Burgess's James Bond film-script commissioned by Albert R- Broccoli and Guy Hamilton, The Spy Who Loved Me,
was rejected). In the early 1970s he wrote a 90-page sceenplay about
Edward of Woodstock, better known as "The Black Prince," but the
film was never made. He also planned a novel about the Black Prince,
"intended to express the feel of England in Edward III's time".
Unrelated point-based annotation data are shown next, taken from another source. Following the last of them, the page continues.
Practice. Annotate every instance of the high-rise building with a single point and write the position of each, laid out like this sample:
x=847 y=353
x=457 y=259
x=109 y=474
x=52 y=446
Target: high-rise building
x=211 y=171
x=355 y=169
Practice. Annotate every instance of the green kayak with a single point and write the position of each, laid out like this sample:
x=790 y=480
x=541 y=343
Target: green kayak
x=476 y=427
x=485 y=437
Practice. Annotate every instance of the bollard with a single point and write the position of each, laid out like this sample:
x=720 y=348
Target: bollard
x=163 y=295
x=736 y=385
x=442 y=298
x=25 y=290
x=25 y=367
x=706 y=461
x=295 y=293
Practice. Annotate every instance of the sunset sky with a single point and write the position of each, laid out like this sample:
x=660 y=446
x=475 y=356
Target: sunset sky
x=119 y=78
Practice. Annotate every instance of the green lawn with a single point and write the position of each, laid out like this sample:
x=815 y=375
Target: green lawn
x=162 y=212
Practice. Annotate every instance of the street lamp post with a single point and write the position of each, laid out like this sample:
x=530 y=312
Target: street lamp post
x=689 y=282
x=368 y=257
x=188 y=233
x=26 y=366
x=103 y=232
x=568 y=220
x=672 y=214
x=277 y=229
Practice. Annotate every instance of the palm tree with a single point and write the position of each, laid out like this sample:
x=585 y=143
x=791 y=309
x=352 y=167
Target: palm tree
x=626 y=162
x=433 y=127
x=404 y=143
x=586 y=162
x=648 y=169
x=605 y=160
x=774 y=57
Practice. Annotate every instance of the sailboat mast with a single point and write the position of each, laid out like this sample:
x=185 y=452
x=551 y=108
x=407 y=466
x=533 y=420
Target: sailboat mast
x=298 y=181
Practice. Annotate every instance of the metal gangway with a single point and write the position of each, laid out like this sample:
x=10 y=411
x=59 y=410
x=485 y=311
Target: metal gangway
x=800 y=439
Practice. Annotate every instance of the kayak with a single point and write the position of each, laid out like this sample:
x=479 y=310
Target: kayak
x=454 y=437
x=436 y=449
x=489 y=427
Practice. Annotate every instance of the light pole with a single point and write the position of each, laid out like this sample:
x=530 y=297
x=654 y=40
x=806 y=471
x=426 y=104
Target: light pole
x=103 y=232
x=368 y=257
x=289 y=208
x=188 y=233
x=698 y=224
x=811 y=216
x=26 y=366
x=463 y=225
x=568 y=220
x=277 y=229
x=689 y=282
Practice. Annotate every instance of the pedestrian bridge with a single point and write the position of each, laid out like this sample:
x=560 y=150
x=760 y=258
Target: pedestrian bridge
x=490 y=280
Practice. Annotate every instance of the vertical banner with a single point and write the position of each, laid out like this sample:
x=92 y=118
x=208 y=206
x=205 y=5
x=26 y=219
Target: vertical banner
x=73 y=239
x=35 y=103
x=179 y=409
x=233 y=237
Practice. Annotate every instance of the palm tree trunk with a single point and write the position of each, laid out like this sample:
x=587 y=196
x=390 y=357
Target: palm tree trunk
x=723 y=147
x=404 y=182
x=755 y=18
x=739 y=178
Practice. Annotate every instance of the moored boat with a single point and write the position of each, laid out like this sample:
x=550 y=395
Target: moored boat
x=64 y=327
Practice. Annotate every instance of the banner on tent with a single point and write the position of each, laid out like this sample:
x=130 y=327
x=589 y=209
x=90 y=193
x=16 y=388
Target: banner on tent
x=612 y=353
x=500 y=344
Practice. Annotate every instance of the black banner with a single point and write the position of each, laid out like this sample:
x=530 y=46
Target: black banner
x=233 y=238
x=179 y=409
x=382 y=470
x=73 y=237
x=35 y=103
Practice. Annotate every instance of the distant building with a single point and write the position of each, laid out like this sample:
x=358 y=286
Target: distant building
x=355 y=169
Besides writing essays on fellow writers and classic movies, including Fritz's Lang's Metropolis (1927), Burgess was an excellent book reviewer. He also contributed television reviews for the Listener, opera reviews for Queen, and drama reviews for the Spectator. The Observer paid him £600 for each 1,000-word piece. In 1972 Burgess signed a three-year contract as playwright-in-residence at the Tyrone Guthrie Theatre. His musical compositions include symphonies, a ballet, and an opera. Burgess's autobiographies, Little Wilson and Big God (1987) and You've Had Your Time (1990) reveal a more self-doubting person than the one that was his public image. One thing he never doubted was that he didn't want to be a ssuccessful writer but a great composer. Burgess's third symphony was performed at the University of Iowa in 1975, and his musical version of Ulyssess, Blooms and Dublin, was performed on radio on the centenary of James Joyce's death.